I already wrote some notes on choosing dimension for publish in this post.
Today I just want to add some of points:
If you’re up to publishing some serious amount of data, variant with adding a dummy dlist with 1 item and using it as dimension for publish seems a very bad idea. You’re terribly slowing proccessing and wasting tablespace. So you have to choose a dimension for publish to reduce table size and speed things up
Dimension for publish must be:
** Stable. It shouldn’t change or change very rarely, since these changes will cause Framework Manager models \ ETL models changes.
** Have sane (~3-33) number of elements. If less than 3, there’s no win in performance. If more than 30, ensure it won’t change, because big dimensions change more often than small ones.
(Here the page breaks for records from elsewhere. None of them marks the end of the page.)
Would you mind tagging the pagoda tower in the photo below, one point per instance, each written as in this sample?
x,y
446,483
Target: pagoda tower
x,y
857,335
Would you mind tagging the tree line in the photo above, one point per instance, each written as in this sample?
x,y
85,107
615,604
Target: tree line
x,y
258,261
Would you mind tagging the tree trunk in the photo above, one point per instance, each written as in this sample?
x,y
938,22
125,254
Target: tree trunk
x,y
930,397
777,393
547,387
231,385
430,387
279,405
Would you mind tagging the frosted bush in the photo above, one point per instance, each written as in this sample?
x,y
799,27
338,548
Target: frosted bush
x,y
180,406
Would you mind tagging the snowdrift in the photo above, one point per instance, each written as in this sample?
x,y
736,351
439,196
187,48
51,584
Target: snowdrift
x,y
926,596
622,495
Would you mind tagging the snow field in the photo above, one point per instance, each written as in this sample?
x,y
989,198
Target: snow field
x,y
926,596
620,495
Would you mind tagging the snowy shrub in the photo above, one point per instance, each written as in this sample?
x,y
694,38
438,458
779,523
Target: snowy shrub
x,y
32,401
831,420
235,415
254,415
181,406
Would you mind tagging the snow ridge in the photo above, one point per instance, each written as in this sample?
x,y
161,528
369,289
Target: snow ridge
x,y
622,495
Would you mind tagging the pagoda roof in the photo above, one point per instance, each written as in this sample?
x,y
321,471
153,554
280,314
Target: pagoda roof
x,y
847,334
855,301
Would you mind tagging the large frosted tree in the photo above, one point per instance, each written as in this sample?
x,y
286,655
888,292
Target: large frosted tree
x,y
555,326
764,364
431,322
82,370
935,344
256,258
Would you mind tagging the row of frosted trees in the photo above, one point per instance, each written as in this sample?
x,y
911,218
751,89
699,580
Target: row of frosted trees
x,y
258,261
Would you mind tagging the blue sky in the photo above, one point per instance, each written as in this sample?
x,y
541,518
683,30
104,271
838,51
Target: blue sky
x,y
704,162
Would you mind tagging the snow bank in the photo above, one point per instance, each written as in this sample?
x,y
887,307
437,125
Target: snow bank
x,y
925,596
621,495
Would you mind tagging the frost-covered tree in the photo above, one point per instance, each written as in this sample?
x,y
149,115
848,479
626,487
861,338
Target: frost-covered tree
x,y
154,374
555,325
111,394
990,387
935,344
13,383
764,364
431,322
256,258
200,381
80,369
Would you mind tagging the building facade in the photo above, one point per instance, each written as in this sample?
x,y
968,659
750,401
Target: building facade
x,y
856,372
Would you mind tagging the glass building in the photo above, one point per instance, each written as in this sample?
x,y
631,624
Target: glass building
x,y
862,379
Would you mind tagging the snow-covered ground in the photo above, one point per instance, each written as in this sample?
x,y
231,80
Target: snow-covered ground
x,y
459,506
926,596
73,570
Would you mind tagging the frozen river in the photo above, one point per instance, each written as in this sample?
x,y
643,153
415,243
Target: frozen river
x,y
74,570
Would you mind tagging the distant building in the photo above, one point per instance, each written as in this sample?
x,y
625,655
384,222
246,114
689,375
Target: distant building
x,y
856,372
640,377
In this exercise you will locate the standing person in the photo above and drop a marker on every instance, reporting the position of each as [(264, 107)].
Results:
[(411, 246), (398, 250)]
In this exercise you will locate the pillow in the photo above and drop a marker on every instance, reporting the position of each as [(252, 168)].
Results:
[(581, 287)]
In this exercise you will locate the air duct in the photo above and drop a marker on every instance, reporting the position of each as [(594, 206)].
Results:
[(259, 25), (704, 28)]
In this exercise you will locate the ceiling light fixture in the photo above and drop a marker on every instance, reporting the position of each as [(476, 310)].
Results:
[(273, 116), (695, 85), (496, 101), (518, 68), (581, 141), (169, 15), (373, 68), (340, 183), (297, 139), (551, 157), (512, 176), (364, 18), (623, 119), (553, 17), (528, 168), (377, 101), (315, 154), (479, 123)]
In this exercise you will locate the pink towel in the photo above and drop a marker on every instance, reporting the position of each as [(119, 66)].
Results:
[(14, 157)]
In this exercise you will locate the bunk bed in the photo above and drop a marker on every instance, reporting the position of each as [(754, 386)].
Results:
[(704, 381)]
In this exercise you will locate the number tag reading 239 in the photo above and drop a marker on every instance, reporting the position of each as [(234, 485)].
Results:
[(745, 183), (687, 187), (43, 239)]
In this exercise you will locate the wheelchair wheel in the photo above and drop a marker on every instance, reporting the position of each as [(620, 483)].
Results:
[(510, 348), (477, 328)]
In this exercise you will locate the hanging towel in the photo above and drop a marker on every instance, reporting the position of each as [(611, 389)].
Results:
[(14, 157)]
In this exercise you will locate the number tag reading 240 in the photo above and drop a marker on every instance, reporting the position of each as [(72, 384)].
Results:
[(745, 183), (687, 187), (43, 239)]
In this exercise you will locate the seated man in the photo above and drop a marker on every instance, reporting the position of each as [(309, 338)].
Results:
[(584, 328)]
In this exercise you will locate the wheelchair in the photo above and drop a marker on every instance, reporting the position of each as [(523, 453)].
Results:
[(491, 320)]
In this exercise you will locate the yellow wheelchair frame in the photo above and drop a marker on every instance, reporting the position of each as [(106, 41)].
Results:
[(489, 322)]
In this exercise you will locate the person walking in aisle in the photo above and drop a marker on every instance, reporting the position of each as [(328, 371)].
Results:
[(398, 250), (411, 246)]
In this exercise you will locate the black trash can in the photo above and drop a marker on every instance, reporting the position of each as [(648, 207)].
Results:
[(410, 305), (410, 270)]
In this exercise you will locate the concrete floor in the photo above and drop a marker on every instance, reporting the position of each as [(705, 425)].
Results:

There are dlists that are naturally stable aka measures, like {Quantity;Price;Sales}
In other cases timescale seems a really good choice. For example, if months dimension doesn’t have year signs in name (like Jan, Feb, Mar), columns in publish won’t change ever. To work with timescale published data you can use sql unpivot queries, that will virtually turn it into view publish, but it’ll way more effective than publishing it by 1elem dimension in first place. I’ve settled for this variant in my current project. Moreover, if you wrap this unpivot sql into ETL procedure, you can treat all published data uniformly while loading into datamarts (publish all needed cubes on timescale, use the same etl procedure).